In martial arts terms, I would say that cats know how to protect their practice partners, and know the difference between play -- however serious -- and a real fight. They didn't learn the difference by reading a sign in the cat fu dojo or a post on Aikiweb -- written language still eludes them. Rather, they learned it from their litter mates and from older cats, humans, dogs, and other practice partners.

Analogies can be stretched too far. Humans are not cats, and a human dojo offers far more complex social interactions than a litter of kittens or a pride of lions. Still, the cat fu model of healthy socialization isn't really that far from the way a healthy dojo works. New students want to be convinced that their technique is "real" -- otherwise they're wasting their time -- but they may not be sure what "realism" actually means. They probably don't mean to hurt anyone, but they don't necessarily have much control or sensitivity. It's up to more senior students to tell them when they're being too rough or otherwise violating the unwritten contract between uke and nage.

A successful hunt.

It's also up to senior students, and ultimately the instructor, to define the lines that cannot be crossed. Cats have boundaries, too, and a clear vocabulary that other cats and sufficiently observant humans can read. Crossing these lines can turn play into something very serious indeed: a real fight.

We adopted an elderly cat at the same time as the two kittens. Though the kittens quickly grew to nearly twice her size, they also learned not to challenge her. Cats warn others that they are serious by growling, hissing, and finally attacking with claws extended and ready to do damage. The difference between play and a serious fight is obvious to human observers, and certainly to the cats involved. It might be anthropomorphizing to say that cats consider the consequences before entering a serious fight, but ours do seem to avoid fights while taking every opportunity to play.

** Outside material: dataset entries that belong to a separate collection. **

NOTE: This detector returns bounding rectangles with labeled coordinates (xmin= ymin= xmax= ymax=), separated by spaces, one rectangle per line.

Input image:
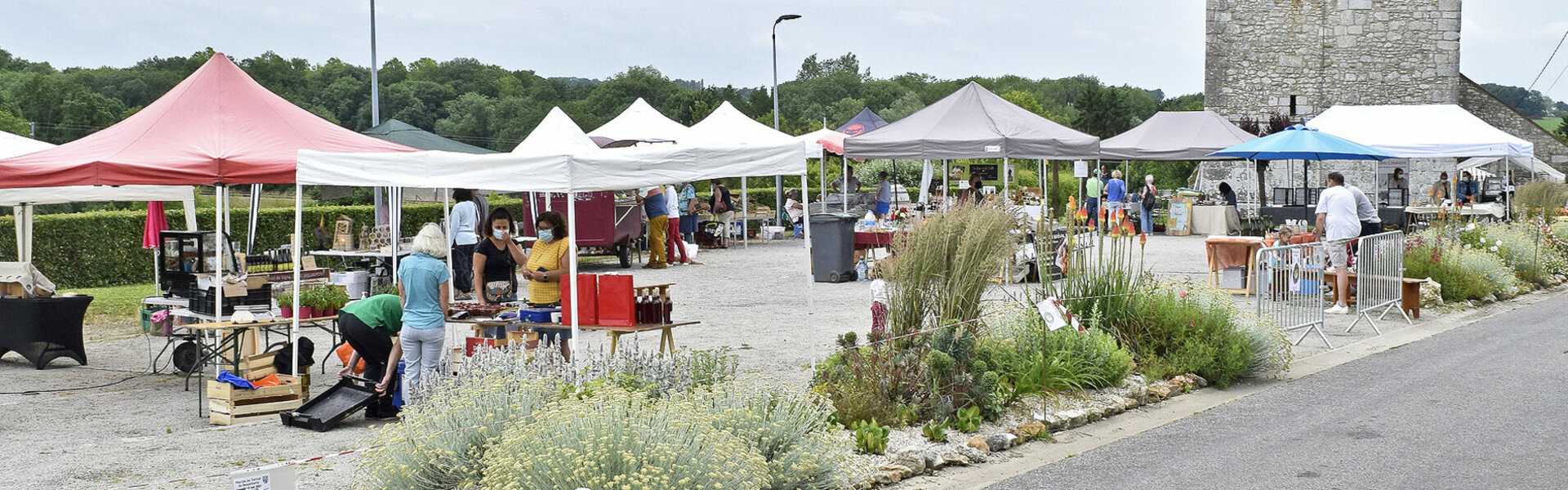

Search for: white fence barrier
xmin=1254 ymin=243 xmax=1334 ymax=349
xmin=1345 ymin=231 xmax=1411 ymax=335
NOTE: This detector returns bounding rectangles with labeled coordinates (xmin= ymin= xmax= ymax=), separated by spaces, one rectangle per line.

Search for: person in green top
xmin=337 ymin=294 xmax=403 ymax=419
xmin=1084 ymin=167 xmax=1106 ymax=228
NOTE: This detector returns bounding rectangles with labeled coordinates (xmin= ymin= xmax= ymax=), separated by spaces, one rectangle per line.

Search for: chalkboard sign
xmin=969 ymin=165 xmax=997 ymax=180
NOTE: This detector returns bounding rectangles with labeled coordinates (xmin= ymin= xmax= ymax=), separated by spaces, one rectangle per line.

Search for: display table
xmin=1205 ymin=237 xmax=1264 ymax=296
xmin=0 ymin=296 xmax=92 ymax=369
xmin=1192 ymin=206 xmax=1242 ymax=235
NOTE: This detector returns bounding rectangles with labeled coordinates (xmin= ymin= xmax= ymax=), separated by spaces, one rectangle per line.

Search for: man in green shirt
xmin=337 ymin=294 xmax=403 ymax=419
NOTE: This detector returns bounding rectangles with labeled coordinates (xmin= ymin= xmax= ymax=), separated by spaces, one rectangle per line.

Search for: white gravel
xmin=0 ymin=237 xmax=1392 ymax=488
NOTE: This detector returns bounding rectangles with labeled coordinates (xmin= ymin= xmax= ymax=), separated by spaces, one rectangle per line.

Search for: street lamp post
xmin=773 ymin=14 xmax=804 ymax=229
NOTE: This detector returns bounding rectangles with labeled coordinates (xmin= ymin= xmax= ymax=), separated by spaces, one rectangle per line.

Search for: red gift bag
xmin=561 ymin=274 xmax=599 ymax=325
xmin=599 ymin=275 xmax=637 ymax=327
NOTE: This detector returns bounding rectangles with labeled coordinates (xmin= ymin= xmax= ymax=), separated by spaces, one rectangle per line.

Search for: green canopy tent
xmin=363 ymin=119 xmax=496 ymax=154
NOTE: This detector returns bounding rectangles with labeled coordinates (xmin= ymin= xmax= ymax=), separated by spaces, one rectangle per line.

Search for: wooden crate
xmin=207 ymin=376 xmax=310 ymax=425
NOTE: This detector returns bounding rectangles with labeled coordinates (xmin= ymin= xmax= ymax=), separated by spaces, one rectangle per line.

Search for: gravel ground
xmin=0 ymin=237 xmax=1405 ymax=488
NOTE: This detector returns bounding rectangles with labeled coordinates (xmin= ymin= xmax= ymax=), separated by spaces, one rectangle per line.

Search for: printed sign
xmin=969 ymin=165 xmax=997 ymax=180
xmin=229 ymin=465 xmax=300 ymax=490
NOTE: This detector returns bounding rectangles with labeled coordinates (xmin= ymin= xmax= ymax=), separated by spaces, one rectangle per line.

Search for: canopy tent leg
xmin=245 ymin=184 xmax=262 ymax=255
xmin=570 ymin=191 xmax=583 ymax=359
xmin=743 ymin=177 xmax=751 ymax=250
xmin=288 ymin=184 xmax=304 ymax=376
xmin=441 ymin=189 xmax=454 ymax=303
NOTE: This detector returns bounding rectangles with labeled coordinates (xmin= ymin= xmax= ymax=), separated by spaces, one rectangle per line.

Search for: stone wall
xmin=1460 ymin=77 xmax=1568 ymax=170
xmin=1205 ymin=0 xmax=1460 ymax=121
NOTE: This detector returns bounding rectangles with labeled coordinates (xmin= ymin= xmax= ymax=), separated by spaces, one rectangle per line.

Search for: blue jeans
xmin=399 ymin=328 xmax=447 ymax=399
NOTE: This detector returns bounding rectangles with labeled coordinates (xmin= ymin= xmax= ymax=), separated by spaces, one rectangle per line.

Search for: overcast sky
xmin=0 ymin=0 xmax=1568 ymax=99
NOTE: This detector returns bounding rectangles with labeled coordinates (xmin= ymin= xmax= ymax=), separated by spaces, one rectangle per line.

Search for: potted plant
xmin=273 ymin=291 xmax=293 ymax=318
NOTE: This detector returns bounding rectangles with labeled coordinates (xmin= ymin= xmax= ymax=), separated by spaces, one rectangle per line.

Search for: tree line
xmin=0 ymin=49 xmax=1203 ymax=151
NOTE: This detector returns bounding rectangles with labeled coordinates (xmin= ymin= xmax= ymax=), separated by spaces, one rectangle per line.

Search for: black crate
xmin=186 ymin=286 xmax=273 ymax=316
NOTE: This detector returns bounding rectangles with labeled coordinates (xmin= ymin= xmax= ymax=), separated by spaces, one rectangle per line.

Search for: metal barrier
xmin=1253 ymin=243 xmax=1334 ymax=349
xmin=1345 ymin=231 xmax=1413 ymax=335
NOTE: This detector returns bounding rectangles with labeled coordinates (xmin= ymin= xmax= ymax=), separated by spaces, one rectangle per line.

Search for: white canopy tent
xmin=290 ymin=102 xmax=811 ymax=368
xmin=1306 ymin=104 xmax=1535 ymax=158
xmin=1306 ymin=104 xmax=1535 ymax=216
xmin=588 ymin=97 xmax=692 ymax=141
xmin=1460 ymin=157 xmax=1563 ymax=182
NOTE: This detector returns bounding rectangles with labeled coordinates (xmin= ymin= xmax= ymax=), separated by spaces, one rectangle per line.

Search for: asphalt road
xmin=988 ymin=296 xmax=1568 ymax=490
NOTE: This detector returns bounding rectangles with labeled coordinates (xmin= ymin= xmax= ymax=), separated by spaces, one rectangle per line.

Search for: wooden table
xmin=577 ymin=322 xmax=699 ymax=355
xmin=1205 ymin=237 xmax=1264 ymax=296
xmin=1323 ymin=270 xmax=1425 ymax=318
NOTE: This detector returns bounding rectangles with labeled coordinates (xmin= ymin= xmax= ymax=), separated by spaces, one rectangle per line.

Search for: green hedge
xmin=0 ymin=204 xmax=454 ymax=287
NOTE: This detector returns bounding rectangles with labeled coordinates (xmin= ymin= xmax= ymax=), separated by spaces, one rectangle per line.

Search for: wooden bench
xmin=1323 ymin=270 xmax=1427 ymax=318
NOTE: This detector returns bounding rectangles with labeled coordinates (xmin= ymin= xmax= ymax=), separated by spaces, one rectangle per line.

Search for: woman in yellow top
xmin=522 ymin=211 xmax=572 ymax=359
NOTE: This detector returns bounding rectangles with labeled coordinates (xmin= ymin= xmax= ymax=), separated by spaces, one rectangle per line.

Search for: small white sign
xmin=1035 ymin=296 xmax=1084 ymax=332
xmin=229 ymin=465 xmax=300 ymax=490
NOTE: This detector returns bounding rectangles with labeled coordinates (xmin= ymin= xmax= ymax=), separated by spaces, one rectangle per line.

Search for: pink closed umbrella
xmin=141 ymin=201 xmax=169 ymax=250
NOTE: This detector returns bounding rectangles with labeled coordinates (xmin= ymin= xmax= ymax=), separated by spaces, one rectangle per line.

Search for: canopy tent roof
xmin=298 ymin=109 xmax=806 ymax=192
xmin=844 ymin=82 xmax=1099 ymax=160
xmin=1099 ymin=110 xmax=1258 ymax=162
xmin=1306 ymin=104 xmax=1535 ymax=158
xmin=511 ymin=107 xmax=599 ymax=155
xmin=588 ymin=97 xmax=692 ymax=141
xmin=1459 ymin=157 xmax=1563 ymax=182
xmin=687 ymin=100 xmax=795 ymax=145
xmin=0 ymin=53 xmax=412 ymax=189
xmin=0 ymin=185 xmax=196 ymax=206
xmin=363 ymin=119 xmax=496 ymax=154
xmin=1210 ymin=124 xmax=1394 ymax=160
xmin=837 ymin=107 xmax=888 ymax=136
xmin=795 ymin=127 xmax=844 ymax=155
xmin=0 ymin=131 xmax=55 ymax=158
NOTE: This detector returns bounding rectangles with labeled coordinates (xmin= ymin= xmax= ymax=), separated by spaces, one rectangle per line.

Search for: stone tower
xmin=1198 ymin=0 xmax=1568 ymax=208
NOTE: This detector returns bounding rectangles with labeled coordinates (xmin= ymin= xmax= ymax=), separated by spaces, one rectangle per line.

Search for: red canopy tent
xmin=0 ymin=53 xmax=414 ymax=189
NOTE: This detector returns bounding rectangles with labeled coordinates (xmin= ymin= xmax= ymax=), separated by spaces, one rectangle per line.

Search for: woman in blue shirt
xmin=397 ymin=223 xmax=452 ymax=400
xmin=1106 ymin=170 xmax=1127 ymax=220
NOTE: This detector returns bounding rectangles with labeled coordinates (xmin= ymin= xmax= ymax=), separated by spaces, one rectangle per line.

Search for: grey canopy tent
xmin=1099 ymin=110 xmax=1258 ymax=162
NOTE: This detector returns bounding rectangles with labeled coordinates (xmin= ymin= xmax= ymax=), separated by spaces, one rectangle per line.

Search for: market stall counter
xmin=0 ymin=296 xmax=92 ymax=369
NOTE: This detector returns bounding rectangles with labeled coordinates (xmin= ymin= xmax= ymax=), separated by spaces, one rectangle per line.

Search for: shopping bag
xmin=599 ymin=274 xmax=637 ymax=327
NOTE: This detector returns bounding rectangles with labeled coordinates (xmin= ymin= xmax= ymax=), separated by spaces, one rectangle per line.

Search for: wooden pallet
xmin=207 ymin=376 xmax=310 ymax=425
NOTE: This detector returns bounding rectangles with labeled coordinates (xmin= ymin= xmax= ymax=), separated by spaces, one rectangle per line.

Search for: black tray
xmin=278 ymin=376 xmax=376 ymax=432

In human dojos, drawing live steel on overly aggressive beginners is generally frowned upon. Still, clear lines separate acceptable practice, however vigorous, from real fights. It's up to senior students and the instructor to avoid crossing those lines, and to warn beginners when they approach the boundaries.

Atemi is very important.

When human martial artists try to add realism to their practice, they sometimes look to "ultimate fighting" competitions, competitive sparring, or some other practice that's perceived to have fewer rules. Yet "real" cat fu looks pretty much like practice cat fu. Two lions fighting over territory look pretty much like my two kittens wrestling on the floor. A cheetah bringing down a gazelle uses moves very similar to those my cats use on their toys, or even on each other. The difference is intent, manifested in claws that stay retracted, or not, in jaws that do or don't quite close.

The dilemma of "realistic" practice is that reality is too dangerous to practice. Intent offers a way out. Humans don't have retractable claws, but they can decide whether to continue a wrist turn against resistance, whether to land a punch, whether to support uke's shoulder during a break fall. We don't practice to recreate reality, but to develop the skills that give us choices in real situations, the skills that allow us to manifest our intent.